Still, he followed his dream. Dozens of Cuban baseball players had defected before him with some landing contracts in the tens of millions of dollars: Jose Contreras of the New York Yankees, Rusney Castillo of the Boston Red Sox, Jose Abreu of the Chicago White Sox.

It didn’t work out that way for Varon.

After Tampa Bay signed him, he was transferred between the team’s semi-professional farm programs. Nor was he expected to play in the professional league this year.

He was happily surprised, then, to find out that he’d been invited for a friendly match between the Tampa Bay Devil Rays and Cuba’s national team as part of the US president’s historic visit to the country.
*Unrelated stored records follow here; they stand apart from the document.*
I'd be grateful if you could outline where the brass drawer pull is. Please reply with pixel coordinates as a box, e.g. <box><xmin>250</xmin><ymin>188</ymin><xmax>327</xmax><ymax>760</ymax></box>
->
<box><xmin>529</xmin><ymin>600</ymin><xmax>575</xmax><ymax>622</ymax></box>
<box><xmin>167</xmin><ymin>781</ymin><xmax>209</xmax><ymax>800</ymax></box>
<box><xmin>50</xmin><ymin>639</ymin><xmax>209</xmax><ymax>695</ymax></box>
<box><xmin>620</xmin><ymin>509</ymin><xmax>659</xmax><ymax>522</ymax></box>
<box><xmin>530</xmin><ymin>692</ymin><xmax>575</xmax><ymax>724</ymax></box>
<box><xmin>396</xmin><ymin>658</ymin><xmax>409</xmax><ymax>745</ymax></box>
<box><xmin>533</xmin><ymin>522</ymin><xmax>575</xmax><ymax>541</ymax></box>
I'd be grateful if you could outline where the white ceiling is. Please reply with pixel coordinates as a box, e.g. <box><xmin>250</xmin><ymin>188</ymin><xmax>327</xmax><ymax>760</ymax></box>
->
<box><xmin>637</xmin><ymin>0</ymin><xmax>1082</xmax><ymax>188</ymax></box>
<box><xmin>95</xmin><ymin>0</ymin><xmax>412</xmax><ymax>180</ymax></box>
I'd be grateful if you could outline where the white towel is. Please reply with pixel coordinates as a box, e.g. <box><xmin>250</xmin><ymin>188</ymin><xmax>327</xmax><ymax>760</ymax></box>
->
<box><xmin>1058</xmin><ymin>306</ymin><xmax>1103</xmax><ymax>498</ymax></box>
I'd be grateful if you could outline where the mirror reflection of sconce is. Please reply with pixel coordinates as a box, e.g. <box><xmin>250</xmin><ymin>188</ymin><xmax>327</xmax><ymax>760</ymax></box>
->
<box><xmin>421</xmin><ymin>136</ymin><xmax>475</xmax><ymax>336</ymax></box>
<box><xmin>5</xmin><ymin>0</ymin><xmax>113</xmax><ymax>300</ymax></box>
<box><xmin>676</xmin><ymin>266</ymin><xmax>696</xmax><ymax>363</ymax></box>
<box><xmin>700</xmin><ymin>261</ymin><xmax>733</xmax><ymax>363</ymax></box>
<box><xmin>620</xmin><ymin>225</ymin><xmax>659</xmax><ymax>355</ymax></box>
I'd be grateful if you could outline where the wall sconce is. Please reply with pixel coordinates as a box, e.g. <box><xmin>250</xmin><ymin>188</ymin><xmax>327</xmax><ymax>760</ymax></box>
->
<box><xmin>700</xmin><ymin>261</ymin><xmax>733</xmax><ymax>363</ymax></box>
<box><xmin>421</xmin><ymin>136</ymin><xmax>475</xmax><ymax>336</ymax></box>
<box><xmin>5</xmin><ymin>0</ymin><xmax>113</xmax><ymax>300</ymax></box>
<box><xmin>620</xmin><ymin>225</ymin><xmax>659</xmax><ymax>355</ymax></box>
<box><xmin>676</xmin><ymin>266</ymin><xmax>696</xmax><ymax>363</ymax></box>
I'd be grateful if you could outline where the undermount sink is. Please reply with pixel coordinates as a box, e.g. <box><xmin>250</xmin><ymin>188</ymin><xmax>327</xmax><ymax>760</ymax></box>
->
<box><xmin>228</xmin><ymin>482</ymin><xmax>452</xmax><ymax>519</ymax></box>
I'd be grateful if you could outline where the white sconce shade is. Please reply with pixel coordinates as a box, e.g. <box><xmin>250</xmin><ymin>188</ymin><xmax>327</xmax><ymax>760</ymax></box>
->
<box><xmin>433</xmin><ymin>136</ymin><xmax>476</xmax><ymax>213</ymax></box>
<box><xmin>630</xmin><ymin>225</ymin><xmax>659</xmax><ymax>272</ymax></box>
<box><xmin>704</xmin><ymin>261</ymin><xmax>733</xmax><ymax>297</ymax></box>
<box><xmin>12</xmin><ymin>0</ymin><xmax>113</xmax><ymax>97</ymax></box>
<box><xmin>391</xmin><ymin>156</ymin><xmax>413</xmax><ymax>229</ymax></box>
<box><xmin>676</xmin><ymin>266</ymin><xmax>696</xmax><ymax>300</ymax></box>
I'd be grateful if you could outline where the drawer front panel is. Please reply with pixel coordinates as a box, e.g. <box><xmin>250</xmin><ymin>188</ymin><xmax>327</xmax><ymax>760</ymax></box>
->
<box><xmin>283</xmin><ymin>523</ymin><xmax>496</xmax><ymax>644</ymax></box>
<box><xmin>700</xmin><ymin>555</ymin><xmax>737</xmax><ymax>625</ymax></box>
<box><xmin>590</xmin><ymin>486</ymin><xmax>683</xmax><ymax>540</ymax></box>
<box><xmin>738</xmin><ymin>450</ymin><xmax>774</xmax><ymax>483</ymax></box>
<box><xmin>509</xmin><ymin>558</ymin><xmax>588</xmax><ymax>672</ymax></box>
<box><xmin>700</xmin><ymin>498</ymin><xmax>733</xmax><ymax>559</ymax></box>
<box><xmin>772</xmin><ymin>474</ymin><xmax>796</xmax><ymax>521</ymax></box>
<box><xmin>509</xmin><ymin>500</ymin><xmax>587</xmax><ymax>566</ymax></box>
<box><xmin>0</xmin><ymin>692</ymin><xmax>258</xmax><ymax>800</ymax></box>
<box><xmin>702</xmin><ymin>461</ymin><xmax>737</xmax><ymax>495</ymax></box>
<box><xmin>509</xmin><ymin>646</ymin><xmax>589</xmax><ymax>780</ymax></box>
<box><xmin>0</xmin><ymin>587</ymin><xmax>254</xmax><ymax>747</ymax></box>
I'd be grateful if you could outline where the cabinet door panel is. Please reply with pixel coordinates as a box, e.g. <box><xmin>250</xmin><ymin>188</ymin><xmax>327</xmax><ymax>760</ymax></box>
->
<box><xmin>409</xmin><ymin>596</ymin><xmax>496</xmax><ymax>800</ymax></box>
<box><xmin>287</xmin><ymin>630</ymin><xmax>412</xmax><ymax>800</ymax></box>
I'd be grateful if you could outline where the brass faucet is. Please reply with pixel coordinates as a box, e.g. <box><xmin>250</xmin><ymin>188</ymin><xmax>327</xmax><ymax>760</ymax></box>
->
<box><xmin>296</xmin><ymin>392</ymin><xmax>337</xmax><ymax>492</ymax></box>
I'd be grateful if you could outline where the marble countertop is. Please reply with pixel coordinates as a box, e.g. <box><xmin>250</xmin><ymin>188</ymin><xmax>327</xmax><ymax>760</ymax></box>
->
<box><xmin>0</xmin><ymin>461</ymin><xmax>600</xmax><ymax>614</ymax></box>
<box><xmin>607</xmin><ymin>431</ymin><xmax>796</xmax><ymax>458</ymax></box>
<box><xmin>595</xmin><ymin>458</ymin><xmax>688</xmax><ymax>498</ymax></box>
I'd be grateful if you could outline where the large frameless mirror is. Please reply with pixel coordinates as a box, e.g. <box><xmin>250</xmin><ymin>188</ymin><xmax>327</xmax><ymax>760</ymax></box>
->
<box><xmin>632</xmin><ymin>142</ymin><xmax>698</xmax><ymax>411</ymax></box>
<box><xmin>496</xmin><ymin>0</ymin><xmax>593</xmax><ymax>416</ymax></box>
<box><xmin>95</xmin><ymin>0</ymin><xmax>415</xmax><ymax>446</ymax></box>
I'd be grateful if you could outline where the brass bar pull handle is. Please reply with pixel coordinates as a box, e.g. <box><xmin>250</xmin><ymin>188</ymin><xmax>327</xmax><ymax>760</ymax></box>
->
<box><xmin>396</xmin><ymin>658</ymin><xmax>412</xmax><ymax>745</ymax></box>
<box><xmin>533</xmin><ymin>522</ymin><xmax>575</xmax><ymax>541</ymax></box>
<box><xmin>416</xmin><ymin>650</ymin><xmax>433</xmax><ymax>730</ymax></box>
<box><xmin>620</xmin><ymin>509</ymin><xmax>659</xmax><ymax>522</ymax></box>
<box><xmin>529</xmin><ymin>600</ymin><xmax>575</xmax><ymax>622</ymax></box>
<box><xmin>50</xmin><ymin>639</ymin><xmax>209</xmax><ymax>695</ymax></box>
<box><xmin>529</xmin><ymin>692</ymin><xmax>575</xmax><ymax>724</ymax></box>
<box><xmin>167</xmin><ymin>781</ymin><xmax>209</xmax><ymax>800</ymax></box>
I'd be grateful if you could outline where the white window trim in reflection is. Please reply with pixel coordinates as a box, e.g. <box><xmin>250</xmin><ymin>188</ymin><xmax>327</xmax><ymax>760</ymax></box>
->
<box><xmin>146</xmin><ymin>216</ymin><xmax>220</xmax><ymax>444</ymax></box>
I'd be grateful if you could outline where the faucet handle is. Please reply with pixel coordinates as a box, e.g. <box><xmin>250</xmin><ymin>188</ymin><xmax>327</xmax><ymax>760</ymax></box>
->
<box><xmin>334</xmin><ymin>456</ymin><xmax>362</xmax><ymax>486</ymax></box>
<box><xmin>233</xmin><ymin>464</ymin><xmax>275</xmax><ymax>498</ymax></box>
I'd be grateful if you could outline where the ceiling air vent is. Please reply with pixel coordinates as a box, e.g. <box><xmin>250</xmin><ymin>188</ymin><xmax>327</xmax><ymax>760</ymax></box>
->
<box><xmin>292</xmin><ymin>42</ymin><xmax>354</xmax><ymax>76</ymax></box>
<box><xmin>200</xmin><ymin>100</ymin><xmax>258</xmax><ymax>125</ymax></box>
Still, he worried that immigration politics might foil the trip to his home country and to his family.

“When I get off at the airport and reach the soil of Cuba, that’s the moment I’ll believe,” he told the Spanish-language division of sports news broadcaster ESPN.

As takeoff loomed, he composed just the second tweet of his life.

The stock image translates roughly to “I’m off.”

When he landed at the airport, it was finally time to “believe.” After meeting some family members there, more awaited at the team’s hotel.

The Tuesday game will be attended by US President Barack Obama and Cuban President Raul Castro, the capstone of a three-day visit after decades of isolation.

But when Varona appears as first player to bat – and in the biggest game of his life – expect the politicians to be easily drowned out by the roar of 55,000 Cubans in the Estadio Latinoamericano, the heart of the baseball nation.